Он опять застыл, сложив руки на колене. Перед тем как попасть сюда, он побывал в другом месте – не то в обыкновенной тюрьме, не то в камере предварительного заключения у патрульных. Он не знал, долго ли там пробыл – во всяком случае, не один час: без окна и без часов о времени трудно судить. Место было шумное, вонючее. Его поместили в камеру вроде этой, но отвратительно грязную, и теснилось в ней не меньше десяти – пятнадцати человек. В большинстве обыкновенные уголовники, но были и политические. Он молча сидел у стены, стиснутый грязными телами, от страха и боли в животе почти не обращал внимания на сокамерников – и тем не менее удивился, до чего по-разному ведут себя партийцы и остальные. Партийцы были молчаливы и напуганы, а уголовники, казалось, не боятся никого. Они выкрикивали оскорбления надзирателям, яростно сопротивлялись, когда у них отбирали пожитки, писали на полу непристойности, ели пищу, пронесенную контрабандой и спрятанную в непонятных местах под одеждой, и даже огрызались на телекраны, призывавшие к порядку. С другой стороны, некоторые из них как будто были на дружеской ноге с надзирателями, звали их по кличкам и через глазок клянчили у них сигареты. Надзиратели относились к уголовникам снисходительно, даже когда приходилось применять к ним силу. Много было разговоров о каторжных лагерях, куда предстояло отправиться большинству арестованных. В лагерях «нормально», понял Уинстон, если знаешь что к чему и имеешь связи. Там подкуп, блат и всяческое вымогательство, там педерастия и проституция и даже самогон из картошки. На должностях только уголовники, особенно бандиты и убийцы – это аристократия. Самая черная работа достается политическим.

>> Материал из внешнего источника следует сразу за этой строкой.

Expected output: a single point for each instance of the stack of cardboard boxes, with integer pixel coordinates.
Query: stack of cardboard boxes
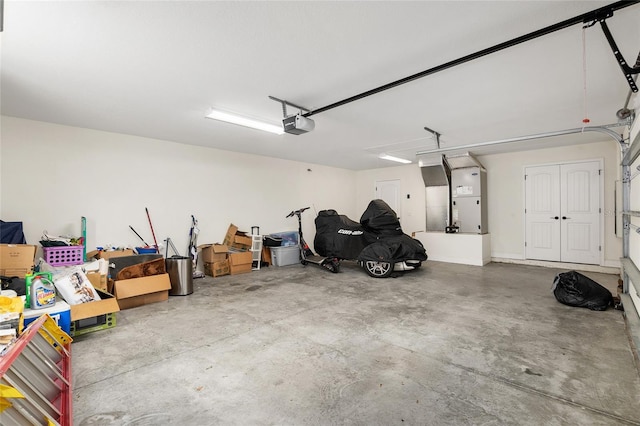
(17, 260)
(233, 256)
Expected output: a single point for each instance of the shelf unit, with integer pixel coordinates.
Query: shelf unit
(35, 377)
(256, 251)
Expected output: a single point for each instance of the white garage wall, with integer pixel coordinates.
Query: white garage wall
(52, 175)
(505, 194)
(412, 209)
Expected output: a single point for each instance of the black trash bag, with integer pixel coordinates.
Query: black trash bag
(574, 289)
(338, 236)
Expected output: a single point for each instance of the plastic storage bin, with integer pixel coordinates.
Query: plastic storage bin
(63, 255)
(283, 256)
(289, 238)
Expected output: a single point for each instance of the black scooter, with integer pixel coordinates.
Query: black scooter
(307, 255)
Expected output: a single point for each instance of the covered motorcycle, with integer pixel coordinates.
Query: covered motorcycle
(377, 242)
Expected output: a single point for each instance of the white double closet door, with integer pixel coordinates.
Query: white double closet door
(562, 212)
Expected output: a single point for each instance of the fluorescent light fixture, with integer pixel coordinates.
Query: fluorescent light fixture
(228, 117)
(392, 158)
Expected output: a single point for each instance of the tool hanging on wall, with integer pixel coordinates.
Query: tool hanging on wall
(173, 247)
(193, 242)
(141, 239)
(155, 242)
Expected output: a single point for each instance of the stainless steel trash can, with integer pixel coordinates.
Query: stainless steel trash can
(180, 270)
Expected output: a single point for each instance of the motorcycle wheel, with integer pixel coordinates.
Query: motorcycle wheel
(378, 269)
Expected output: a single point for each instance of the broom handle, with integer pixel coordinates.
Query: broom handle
(151, 226)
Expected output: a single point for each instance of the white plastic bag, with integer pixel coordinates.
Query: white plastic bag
(75, 287)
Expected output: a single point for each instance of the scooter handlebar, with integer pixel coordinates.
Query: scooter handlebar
(296, 212)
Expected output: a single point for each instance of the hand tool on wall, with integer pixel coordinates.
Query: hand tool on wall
(151, 226)
(143, 241)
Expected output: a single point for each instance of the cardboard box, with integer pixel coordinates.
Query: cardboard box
(16, 260)
(101, 254)
(108, 304)
(141, 291)
(98, 281)
(240, 262)
(217, 269)
(212, 253)
(237, 239)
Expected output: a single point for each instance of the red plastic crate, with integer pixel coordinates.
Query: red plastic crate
(63, 255)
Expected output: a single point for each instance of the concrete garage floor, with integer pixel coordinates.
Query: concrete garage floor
(445, 345)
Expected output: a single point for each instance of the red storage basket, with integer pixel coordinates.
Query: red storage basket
(63, 255)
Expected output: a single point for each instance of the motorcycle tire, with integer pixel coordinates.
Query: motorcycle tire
(377, 269)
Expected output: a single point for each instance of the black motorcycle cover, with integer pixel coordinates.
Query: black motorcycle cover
(338, 236)
(574, 289)
(381, 218)
(394, 249)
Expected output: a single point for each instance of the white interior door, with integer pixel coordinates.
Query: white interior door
(389, 192)
(580, 213)
(562, 212)
(542, 213)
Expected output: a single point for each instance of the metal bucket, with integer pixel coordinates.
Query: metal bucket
(180, 270)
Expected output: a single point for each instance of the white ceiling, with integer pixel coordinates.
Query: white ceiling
(154, 69)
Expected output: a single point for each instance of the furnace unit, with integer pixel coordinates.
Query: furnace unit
(468, 204)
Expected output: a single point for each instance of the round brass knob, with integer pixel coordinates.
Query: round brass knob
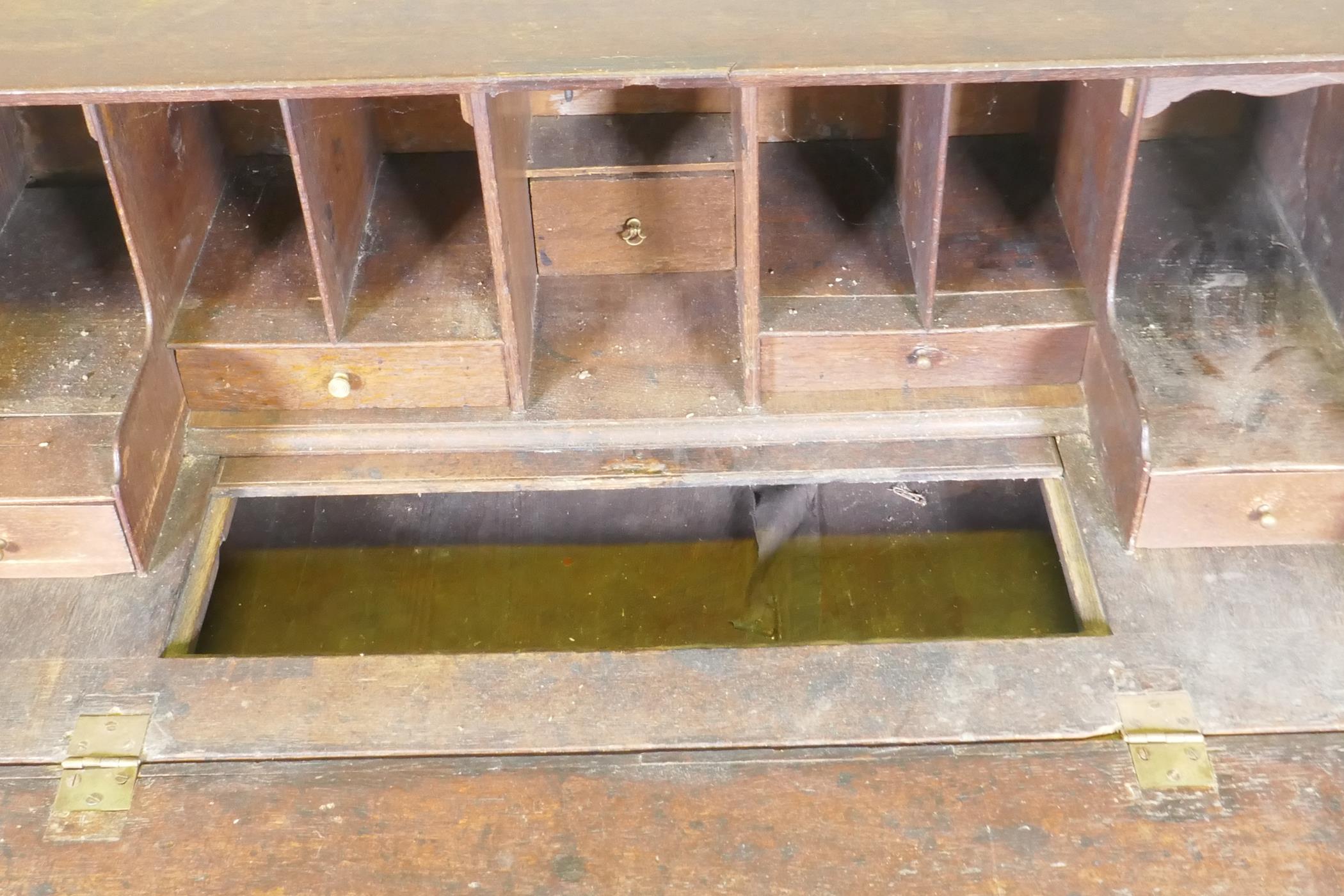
(339, 385)
(634, 232)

Через камеру непрерывно текли самые разные арестанты: торговцы наркотиками, воры, бандиты, спекулянты, пьяницы, проститутки. Пьяницы иногда буянили так, что остальным приходилось усмирять их сообща. Четверо надзирателей втащили, растянув за четыре конечности, громадную растерзанную бабищу лет шестидесяти, с большой вислой грудью; она кричала, дрыгала ногами, и от возни ее седые волосы рассыпались толстыми извилистыми прядями. Она все время норовила пнуть надзирателей, и, сорвав с нее ботинки, они свалили ее на Уинстона, чуть не сломав ему ноги. Женщина села и крикнула им вдогонку: «За…цы!» Потом почувствовала, что сидит на неровном, и сползла с его колен на скамью.

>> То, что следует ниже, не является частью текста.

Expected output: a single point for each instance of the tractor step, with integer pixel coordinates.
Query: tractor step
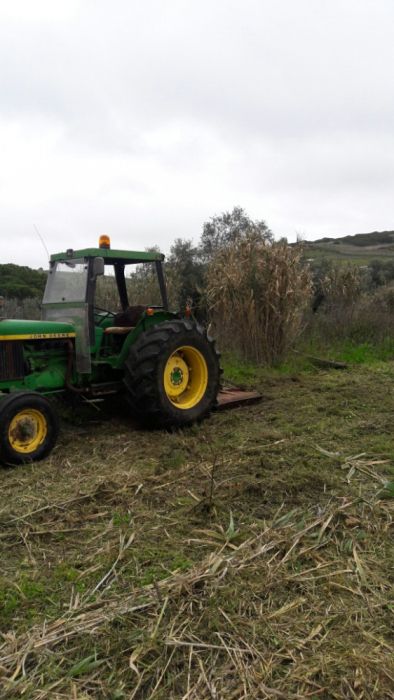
(230, 397)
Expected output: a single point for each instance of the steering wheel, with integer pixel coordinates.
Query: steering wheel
(100, 317)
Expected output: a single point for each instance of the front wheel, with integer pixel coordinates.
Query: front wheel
(172, 374)
(28, 427)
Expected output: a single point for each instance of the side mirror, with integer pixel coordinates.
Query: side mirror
(98, 267)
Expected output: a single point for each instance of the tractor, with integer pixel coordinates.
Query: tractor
(162, 361)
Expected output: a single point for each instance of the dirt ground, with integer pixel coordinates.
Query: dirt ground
(248, 557)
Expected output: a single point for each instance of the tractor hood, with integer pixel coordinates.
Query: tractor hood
(34, 330)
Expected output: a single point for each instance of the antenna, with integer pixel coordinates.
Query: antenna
(42, 240)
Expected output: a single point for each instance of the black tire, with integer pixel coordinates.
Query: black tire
(144, 373)
(29, 427)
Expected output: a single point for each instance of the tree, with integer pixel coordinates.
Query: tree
(229, 228)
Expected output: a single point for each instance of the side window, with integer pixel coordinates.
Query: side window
(107, 296)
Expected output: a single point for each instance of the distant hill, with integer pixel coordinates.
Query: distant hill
(17, 282)
(360, 248)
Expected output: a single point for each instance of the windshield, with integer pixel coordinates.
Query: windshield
(67, 282)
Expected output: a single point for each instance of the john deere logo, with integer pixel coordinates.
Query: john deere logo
(176, 376)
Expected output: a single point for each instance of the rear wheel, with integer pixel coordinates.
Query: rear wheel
(172, 374)
(28, 428)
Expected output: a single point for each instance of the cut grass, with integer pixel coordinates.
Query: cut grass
(248, 557)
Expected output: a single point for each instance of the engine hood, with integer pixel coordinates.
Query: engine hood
(34, 330)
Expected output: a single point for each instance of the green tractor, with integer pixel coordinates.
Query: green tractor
(163, 362)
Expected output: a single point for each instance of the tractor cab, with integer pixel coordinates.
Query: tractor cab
(93, 343)
(72, 296)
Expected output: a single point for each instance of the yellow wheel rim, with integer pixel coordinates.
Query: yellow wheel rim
(185, 377)
(27, 430)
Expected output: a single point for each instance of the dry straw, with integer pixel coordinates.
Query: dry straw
(257, 292)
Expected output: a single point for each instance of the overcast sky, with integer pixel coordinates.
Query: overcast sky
(143, 118)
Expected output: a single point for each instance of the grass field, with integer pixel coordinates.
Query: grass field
(248, 557)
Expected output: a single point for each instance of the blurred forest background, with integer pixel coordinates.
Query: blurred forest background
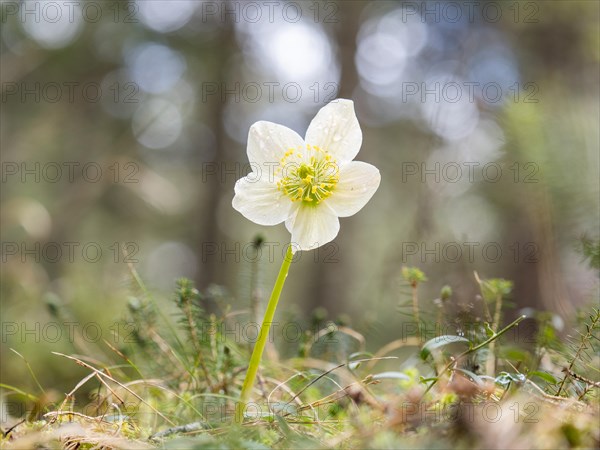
(124, 124)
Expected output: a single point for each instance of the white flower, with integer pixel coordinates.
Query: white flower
(308, 183)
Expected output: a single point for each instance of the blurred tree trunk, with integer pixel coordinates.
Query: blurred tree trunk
(331, 287)
(208, 230)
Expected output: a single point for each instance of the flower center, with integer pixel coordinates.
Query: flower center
(310, 182)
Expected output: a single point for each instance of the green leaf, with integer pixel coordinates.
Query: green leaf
(474, 377)
(544, 376)
(283, 408)
(440, 341)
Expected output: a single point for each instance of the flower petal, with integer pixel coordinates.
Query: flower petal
(358, 182)
(260, 201)
(335, 129)
(268, 141)
(312, 227)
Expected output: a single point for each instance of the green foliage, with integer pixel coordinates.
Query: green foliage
(413, 275)
(185, 377)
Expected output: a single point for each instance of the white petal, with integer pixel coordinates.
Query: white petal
(358, 182)
(260, 201)
(267, 142)
(335, 129)
(312, 227)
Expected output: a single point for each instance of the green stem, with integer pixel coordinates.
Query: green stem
(491, 362)
(262, 337)
(473, 350)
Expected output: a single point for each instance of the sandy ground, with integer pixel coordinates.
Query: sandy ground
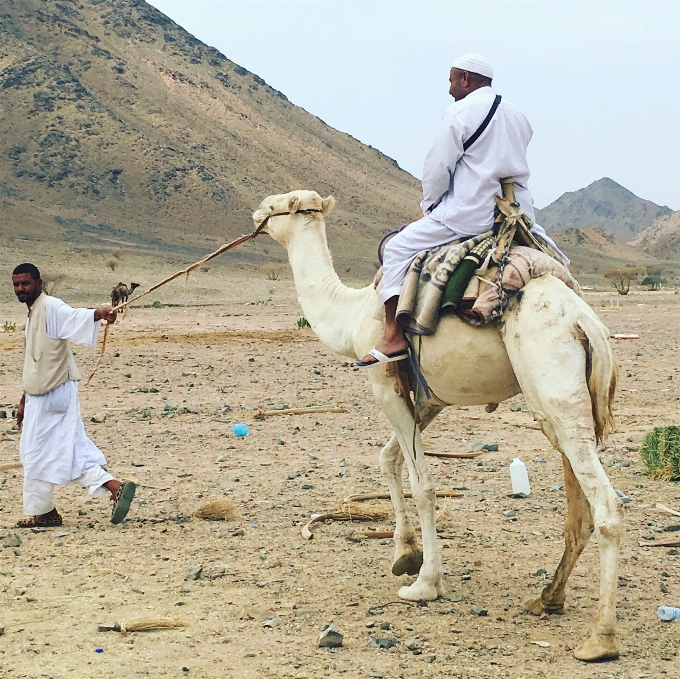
(218, 365)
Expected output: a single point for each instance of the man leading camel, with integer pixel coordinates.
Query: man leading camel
(460, 180)
(55, 449)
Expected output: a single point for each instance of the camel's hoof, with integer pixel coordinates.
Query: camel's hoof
(598, 647)
(537, 607)
(408, 563)
(419, 591)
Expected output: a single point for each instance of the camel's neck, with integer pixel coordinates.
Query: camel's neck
(331, 308)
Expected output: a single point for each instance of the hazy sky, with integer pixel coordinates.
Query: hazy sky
(599, 81)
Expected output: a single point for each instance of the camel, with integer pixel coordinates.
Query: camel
(121, 293)
(550, 346)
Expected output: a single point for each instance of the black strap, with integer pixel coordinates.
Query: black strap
(468, 143)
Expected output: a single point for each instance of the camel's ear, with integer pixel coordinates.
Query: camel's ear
(327, 205)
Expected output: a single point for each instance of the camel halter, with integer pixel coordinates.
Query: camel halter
(189, 269)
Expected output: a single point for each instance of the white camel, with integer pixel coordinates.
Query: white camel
(551, 346)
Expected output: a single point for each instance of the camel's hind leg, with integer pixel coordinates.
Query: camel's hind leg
(577, 531)
(408, 556)
(428, 585)
(562, 360)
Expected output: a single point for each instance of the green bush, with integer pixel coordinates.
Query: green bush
(660, 451)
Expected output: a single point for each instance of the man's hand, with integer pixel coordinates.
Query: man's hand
(20, 411)
(105, 313)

– Извини, голубок, – сказала она. – Я не сама на тебя села – паразиты посадили. Видал, что с женщиной творят? – Она замолчала, похлопала себя по груди и рыгнула. – Извиняюсь. Сама не своя.

Она наклонилась, и ее обильно вырвало на пол.

– Все полегче, – сказала она, с закрытыми глазами откинувшись к стене. – Я так говорю: никогда в себе не задерживай. Выпускай, чтоб в животе не закисло.

Она слегка ожила, повернулась, еще раз взглянула на Уинстона и моментально к нему расположилась. Толстой ручищей она обняла его за плечи и притянула к себе, дыша в лицо пивом и рвотой.

– Звать-то тебя как, голубок?

– Смит, – сказал Уинстон.

– Смит? Смотри ты. И я Смит. – И, расчувствовавшись, добавила: – Я тебе матерью могла быть.

Могла быть и матерью, подумал Уинстон. И по возрасту, и по телосложению – а за двадцать лет в лагере человек, надо полагать, меняется.